Functional fitness exercises train your muscles to work together and prepare them for daily tasks by simulating common movements you might do at home, at work or in sports. While using various muscles in the upper and lower body at the same time, functional fitness exercises also emphasize core stability. There are many benefits to functional fitness such as Strength: helps in building and maintaining muscle strength and function, Flexibility: helps in keeping joints and muscles supple and moving with ease, Endurance: sustaining movement that improves cardiovascular health, Balance: staying secure and strong on our feet, a key to preventing falls.
Primal movement patterns are the seven fundamental movements that develop in utero and continue through infancy: Twist, Push, Pull, Bend, Squat, Lunge, and Gait. Functional fitness is not cardio training. However, due to its holistic claim to always train several muscle chains in combination, the strain on the cardiovascular system increases and more calories are burned than with conventional training on machines.

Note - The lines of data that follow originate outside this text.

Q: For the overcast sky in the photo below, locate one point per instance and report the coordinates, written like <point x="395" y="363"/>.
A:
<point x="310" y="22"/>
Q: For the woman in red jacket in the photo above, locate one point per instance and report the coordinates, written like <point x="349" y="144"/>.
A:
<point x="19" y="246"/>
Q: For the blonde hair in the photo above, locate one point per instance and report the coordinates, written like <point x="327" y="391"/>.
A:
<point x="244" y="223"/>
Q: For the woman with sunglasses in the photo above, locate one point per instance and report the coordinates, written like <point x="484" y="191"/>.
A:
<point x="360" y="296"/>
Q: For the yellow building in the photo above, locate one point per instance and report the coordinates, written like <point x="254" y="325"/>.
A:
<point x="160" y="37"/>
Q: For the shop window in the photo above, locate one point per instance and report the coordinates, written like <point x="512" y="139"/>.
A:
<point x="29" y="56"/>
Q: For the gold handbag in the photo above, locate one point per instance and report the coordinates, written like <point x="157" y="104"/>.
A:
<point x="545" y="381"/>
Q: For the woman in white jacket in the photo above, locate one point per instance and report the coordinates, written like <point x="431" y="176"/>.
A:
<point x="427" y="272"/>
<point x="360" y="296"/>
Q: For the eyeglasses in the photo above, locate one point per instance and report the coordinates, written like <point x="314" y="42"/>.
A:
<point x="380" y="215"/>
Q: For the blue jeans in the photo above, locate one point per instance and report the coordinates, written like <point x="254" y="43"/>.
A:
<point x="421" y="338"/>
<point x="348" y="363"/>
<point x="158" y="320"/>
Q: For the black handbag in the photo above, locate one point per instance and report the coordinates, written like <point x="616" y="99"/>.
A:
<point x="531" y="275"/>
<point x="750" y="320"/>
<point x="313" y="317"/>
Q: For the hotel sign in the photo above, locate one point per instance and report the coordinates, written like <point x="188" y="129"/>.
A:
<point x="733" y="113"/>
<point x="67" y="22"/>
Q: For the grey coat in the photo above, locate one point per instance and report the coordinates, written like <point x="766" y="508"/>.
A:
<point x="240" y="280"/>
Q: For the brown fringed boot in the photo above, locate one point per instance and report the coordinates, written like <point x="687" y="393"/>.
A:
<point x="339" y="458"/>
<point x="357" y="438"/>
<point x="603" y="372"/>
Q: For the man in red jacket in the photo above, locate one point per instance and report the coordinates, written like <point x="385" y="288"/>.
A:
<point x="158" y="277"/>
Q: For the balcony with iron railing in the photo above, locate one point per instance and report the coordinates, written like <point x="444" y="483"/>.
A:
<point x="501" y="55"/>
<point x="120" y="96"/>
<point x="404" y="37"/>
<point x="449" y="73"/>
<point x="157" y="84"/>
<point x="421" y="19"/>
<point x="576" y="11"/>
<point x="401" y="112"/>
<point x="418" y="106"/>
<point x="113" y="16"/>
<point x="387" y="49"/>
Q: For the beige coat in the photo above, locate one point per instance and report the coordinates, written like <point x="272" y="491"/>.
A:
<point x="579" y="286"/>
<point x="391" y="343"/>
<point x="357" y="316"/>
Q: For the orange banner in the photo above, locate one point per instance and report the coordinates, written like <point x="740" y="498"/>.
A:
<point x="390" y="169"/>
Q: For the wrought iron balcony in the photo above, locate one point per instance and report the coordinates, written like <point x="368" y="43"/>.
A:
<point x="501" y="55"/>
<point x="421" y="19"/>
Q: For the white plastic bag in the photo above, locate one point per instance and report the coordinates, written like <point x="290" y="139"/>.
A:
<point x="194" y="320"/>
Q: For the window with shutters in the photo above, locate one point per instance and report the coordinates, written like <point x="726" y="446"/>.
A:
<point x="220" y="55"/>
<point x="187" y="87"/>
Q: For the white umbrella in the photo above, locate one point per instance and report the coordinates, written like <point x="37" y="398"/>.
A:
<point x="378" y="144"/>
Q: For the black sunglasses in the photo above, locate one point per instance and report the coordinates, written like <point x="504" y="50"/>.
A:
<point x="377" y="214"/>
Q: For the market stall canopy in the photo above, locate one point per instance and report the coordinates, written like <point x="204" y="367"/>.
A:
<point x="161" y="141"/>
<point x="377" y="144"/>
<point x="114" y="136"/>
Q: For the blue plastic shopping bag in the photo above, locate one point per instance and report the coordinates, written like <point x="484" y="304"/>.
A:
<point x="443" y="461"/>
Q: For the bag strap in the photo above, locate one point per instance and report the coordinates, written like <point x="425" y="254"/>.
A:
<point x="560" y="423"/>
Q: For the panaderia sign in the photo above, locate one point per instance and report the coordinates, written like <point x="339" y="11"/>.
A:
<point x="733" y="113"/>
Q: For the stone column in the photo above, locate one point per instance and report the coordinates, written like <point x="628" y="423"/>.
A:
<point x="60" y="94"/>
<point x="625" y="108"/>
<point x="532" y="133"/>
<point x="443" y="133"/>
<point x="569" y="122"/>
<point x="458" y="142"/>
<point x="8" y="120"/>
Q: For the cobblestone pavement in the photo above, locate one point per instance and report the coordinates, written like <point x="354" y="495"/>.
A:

Functional fitness can be a good way to combat restlessness and keep your body moving during a shelter-in-place. It refers to exercise that helps you with everyday activities, like: getting up off the floor. carrying heavy objects. To be clear, functional fitness grew out of the crossfit movement, but functional fitness is based on the concept of moving away from machines that simulate exercise towards movements that involve the entire body.
The purpose of Functional Fitness Training is strengthening your muscles and training them to help you perform everyday activities more effortlessly and without injury is the primary goal of functional fitness exercises. It's training that strengthens and conditions the specific mechanical and energetic characteristics of the human body consistent with a target. This is applied to your training through the four pillars – locomotion, level changes, push and pull, and rotation.